The idea of a $6 trillion investment fund sounds good, but execution is everything. The biggest risks are political interference, poor investment decisions, and lack of oversight.
Many sovereign wealth funds operate independently to avoid political influence. Norway’s fund, for example, is run by professional managers who follow strict rules to avoid risky bets.
A US fund, however, would be deeply tied to Washington. If politicians start using it for pet projects, bailouts, or politically motivated investments, it could become a liability instead of an asset.
There’s also the risk of the government picking winners and losers. If the US government starts buying stakes in private companies, it raises ethical and legal concerns.
Would taxpayers want their money invested in a controversial tech firm like TikTok? What about fossil fuels? Big Pharma? A Bitcoin strategic reserve?
Then there’s the global reaction.

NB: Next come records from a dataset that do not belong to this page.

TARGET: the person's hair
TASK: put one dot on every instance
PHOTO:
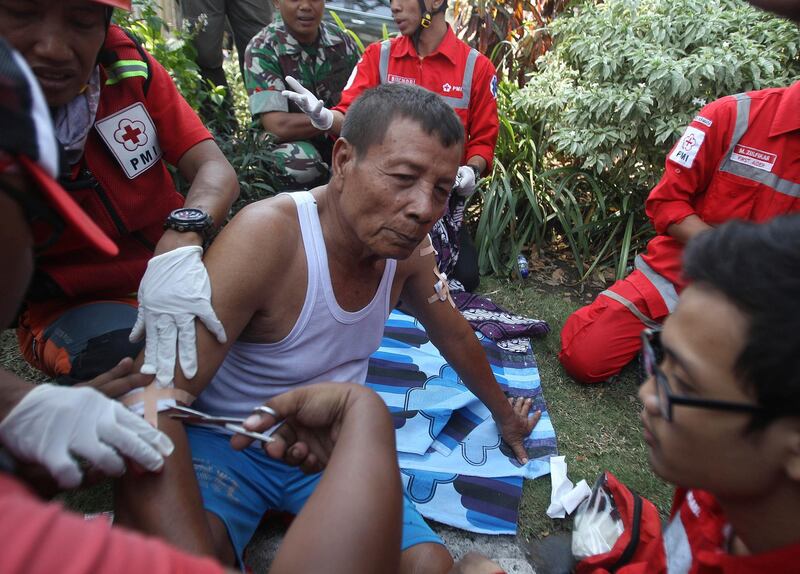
(368, 119)
(757, 267)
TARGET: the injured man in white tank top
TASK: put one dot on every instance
(303, 284)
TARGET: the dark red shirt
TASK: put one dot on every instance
(738, 159)
(442, 72)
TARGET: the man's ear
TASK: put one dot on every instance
(792, 464)
(342, 157)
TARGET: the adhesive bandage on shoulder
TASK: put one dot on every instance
(154, 399)
(427, 247)
(441, 288)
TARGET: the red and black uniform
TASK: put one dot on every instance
(697, 539)
(42, 537)
(122, 182)
(464, 77)
(738, 159)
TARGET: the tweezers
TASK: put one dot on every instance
(233, 424)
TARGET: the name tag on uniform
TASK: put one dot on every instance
(687, 147)
(132, 139)
(395, 79)
(754, 157)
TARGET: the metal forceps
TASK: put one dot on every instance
(233, 424)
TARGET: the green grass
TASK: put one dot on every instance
(597, 426)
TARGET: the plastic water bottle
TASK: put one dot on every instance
(522, 266)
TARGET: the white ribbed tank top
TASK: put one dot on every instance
(326, 343)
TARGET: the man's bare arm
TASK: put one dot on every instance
(454, 338)
(169, 504)
(355, 431)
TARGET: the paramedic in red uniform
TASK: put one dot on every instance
(119, 121)
(429, 55)
(738, 159)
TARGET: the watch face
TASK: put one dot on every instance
(189, 214)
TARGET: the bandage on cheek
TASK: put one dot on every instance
(441, 288)
(153, 399)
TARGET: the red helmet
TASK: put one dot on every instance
(122, 4)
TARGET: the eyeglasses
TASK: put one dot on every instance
(652, 355)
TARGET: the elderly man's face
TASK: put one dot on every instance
(60, 39)
(395, 192)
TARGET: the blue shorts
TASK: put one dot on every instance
(240, 486)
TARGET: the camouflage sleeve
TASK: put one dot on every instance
(263, 77)
(352, 51)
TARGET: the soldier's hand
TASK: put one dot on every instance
(320, 116)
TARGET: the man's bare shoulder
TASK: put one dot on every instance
(262, 234)
(421, 262)
(269, 223)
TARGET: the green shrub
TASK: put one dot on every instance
(529, 202)
(583, 142)
(626, 76)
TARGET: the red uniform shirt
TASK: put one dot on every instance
(698, 533)
(136, 191)
(42, 537)
(738, 159)
(445, 72)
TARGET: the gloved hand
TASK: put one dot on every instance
(50, 424)
(175, 289)
(320, 116)
(466, 180)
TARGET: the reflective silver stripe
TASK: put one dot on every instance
(664, 286)
(677, 549)
(466, 82)
(769, 179)
(383, 66)
(648, 322)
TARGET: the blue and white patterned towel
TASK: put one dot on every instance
(454, 465)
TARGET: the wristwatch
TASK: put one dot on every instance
(191, 219)
(476, 171)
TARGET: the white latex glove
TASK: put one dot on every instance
(174, 290)
(51, 424)
(465, 181)
(320, 116)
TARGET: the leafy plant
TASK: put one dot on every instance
(529, 203)
(512, 33)
(172, 48)
(627, 75)
(584, 141)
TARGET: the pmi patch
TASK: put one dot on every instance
(132, 139)
(687, 147)
(702, 120)
(352, 77)
(753, 157)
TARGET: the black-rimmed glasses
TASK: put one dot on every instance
(652, 352)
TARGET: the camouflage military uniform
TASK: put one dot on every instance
(323, 68)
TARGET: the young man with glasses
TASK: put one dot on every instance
(721, 399)
(721, 412)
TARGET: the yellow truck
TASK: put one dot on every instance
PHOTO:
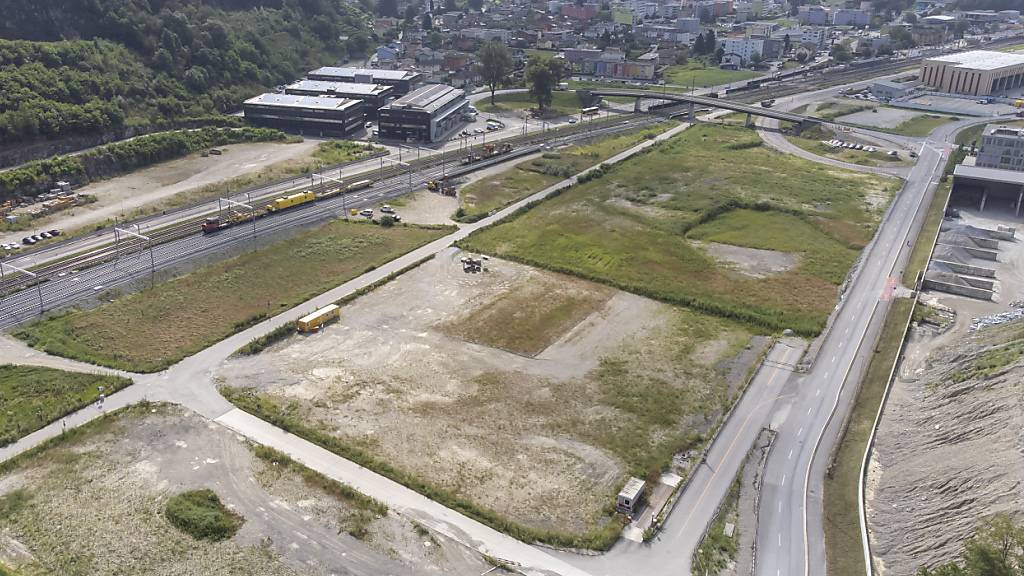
(288, 201)
(315, 321)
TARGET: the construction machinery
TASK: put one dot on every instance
(315, 321)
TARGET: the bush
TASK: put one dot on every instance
(200, 513)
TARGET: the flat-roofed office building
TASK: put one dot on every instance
(305, 115)
(426, 114)
(976, 73)
(401, 81)
(373, 95)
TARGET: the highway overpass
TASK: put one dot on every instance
(800, 121)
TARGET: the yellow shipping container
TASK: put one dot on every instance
(289, 201)
(316, 320)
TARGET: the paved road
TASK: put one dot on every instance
(809, 416)
(190, 383)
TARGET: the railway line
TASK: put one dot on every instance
(87, 275)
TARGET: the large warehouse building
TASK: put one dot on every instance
(977, 73)
(401, 81)
(425, 115)
(305, 115)
(373, 95)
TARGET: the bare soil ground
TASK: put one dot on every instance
(426, 208)
(94, 506)
(126, 194)
(545, 440)
(948, 452)
(751, 261)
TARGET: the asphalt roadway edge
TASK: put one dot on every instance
(856, 368)
(868, 447)
(190, 383)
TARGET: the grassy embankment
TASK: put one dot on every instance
(697, 74)
(842, 517)
(33, 397)
(155, 328)
(714, 183)
(480, 198)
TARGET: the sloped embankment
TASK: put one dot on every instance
(949, 449)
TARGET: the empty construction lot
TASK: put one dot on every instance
(93, 504)
(530, 394)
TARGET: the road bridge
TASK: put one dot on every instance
(800, 121)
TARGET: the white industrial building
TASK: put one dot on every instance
(977, 73)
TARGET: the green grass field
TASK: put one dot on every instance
(842, 522)
(564, 104)
(481, 197)
(628, 228)
(155, 328)
(696, 74)
(33, 397)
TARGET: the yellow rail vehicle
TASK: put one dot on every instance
(315, 321)
(284, 202)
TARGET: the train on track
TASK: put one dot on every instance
(214, 223)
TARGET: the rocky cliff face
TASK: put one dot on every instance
(949, 449)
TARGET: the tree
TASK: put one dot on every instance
(541, 81)
(698, 45)
(496, 64)
(840, 52)
(387, 8)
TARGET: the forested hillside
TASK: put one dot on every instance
(95, 66)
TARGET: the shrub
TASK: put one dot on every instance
(200, 513)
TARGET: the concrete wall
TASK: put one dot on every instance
(968, 269)
(978, 252)
(958, 290)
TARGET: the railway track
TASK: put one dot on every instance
(85, 275)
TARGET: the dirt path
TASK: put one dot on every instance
(125, 194)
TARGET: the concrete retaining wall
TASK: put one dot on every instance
(969, 291)
(977, 252)
(968, 269)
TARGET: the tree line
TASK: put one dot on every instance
(139, 62)
(114, 159)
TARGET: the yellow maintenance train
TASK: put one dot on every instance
(284, 202)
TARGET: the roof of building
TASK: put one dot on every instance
(375, 73)
(326, 86)
(981, 59)
(990, 174)
(291, 100)
(428, 98)
(632, 489)
(1004, 130)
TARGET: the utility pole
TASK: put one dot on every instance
(153, 265)
(39, 285)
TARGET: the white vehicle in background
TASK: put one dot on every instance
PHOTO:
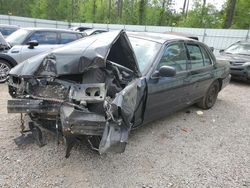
(28, 42)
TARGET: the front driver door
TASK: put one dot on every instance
(168, 94)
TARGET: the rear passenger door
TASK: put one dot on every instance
(47, 40)
(68, 37)
(201, 70)
(168, 94)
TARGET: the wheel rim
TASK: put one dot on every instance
(212, 95)
(4, 70)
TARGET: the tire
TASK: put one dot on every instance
(12, 91)
(210, 97)
(4, 70)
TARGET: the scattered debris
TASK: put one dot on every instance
(200, 113)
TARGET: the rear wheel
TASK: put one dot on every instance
(4, 70)
(209, 99)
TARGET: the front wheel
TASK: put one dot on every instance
(209, 99)
(4, 70)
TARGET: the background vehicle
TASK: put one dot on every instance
(6, 30)
(28, 42)
(188, 35)
(116, 82)
(238, 55)
(79, 28)
(89, 32)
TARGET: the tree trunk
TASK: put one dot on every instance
(142, 4)
(231, 5)
(184, 7)
(119, 8)
(94, 10)
(109, 13)
(162, 12)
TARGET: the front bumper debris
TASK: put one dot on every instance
(240, 72)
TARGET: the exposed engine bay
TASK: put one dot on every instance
(97, 96)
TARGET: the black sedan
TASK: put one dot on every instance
(238, 54)
(103, 86)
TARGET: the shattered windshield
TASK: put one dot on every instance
(239, 48)
(145, 52)
(17, 37)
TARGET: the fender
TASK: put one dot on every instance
(8, 58)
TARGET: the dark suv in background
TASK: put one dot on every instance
(28, 42)
(238, 55)
(6, 30)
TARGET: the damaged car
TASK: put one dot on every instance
(238, 55)
(103, 86)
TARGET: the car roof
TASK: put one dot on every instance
(90, 31)
(49, 29)
(243, 42)
(9, 26)
(157, 37)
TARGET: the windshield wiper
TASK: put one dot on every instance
(243, 54)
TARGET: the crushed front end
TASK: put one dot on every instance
(90, 88)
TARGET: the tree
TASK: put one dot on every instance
(231, 4)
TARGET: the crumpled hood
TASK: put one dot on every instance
(79, 56)
(233, 57)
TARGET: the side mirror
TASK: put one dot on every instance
(32, 43)
(164, 71)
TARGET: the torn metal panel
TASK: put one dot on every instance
(31, 106)
(88, 93)
(80, 122)
(80, 56)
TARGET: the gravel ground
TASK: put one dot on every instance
(181, 150)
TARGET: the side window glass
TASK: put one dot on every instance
(44, 37)
(195, 56)
(68, 37)
(207, 59)
(175, 56)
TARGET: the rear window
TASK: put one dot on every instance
(7, 31)
(68, 37)
(44, 37)
(145, 52)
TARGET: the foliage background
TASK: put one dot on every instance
(141, 12)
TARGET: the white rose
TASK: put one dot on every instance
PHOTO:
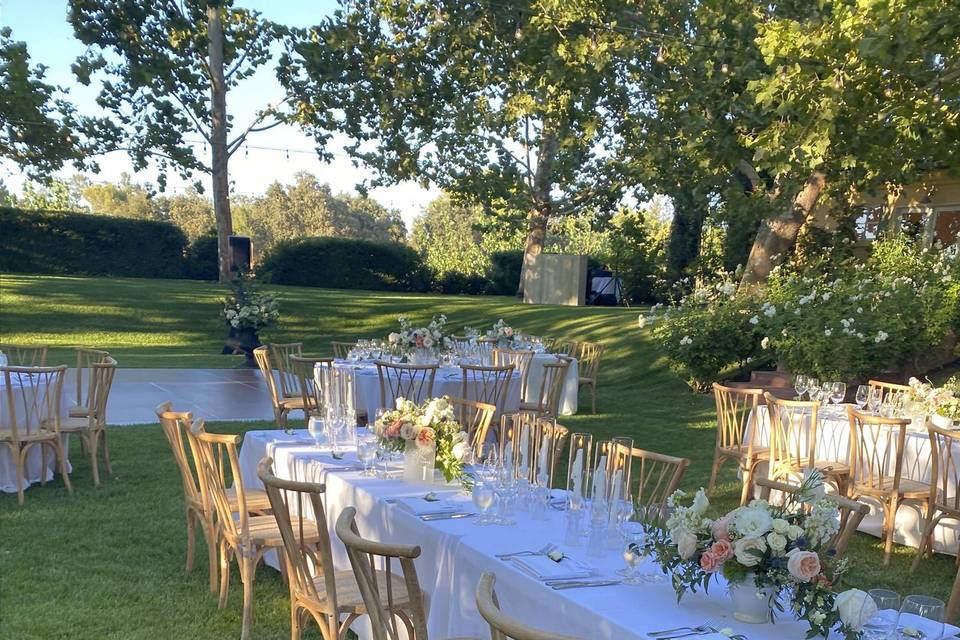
(686, 544)
(753, 522)
(777, 542)
(855, 608)
(744, 546)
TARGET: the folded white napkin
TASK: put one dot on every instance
(543, 568)
(418, 506)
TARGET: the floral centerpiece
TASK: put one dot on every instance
(501, 332)
(429, 430)
(780, 554)
(428, 337)
(938, 402)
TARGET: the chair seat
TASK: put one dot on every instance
(349, 598)
(912, 489)
(265, 532)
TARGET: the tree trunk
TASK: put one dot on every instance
(539, 214)
(778, 233)
(218, 142)
(685, 230)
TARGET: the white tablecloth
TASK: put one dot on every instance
(34, 465)
(448, 382)
(456, 552)
(833, 444)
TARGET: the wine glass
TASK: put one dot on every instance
(800, 384)
(863, 396)
(923, 615)
(880, 624)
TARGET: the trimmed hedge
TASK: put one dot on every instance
(342, 263)
(85, 244)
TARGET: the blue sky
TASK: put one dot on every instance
(42, 25)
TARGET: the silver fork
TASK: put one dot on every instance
(547, 548)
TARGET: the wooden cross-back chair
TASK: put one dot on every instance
(342, 349)
(851, 512)
(310, 384)
(411, 381)
(654, 477)
(793, 443)
(490, 385)
(178, 429)
(503, 627)
(280, 355)
(332, 598)
(520, 360)
(387, 580)
(32, 419)
(282, 406)
(549, 394)
(589, 367)
(242, 535)
(475, 418)
(25, 355)
(86, 358)
(736, 433)
(944, 486)
(92, 428)
(877, 445)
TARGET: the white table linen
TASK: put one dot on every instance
(34, 471)
(833, 444)
(456, 552)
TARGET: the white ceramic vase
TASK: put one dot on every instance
(750, 604)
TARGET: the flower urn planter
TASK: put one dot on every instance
(418, 465)
(750, 604)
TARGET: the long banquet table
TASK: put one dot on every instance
(833, 444)
(448, 382)
(456, 552)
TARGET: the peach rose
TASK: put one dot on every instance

Countries with existing SWFs, like China and Saudi Arabia, use them as strategic vehicles by investing in industries that give them geopolitical influence.
If the US follows suit, could this trigger investment wars between nations?
A bold idea with an uncertain future
Trump’s sovereign wealth fund proposal is ambitious, unconventional, and full of risks.
If structured well, it could be a powerful financial tool that helps America manage its wealth more effectively.
If mishandled, it could become another source of government waste and mismanagement.
The next 90 days will be critical. Treasury and Commerce officials must outline a clear plan that addresses how the fund will be financed, who will oversee it, and what its long-term investment strategy will be.
If done right, this could be one of the biggest financial moves in US history. If done wrong, it could just be another political talking point that fades away.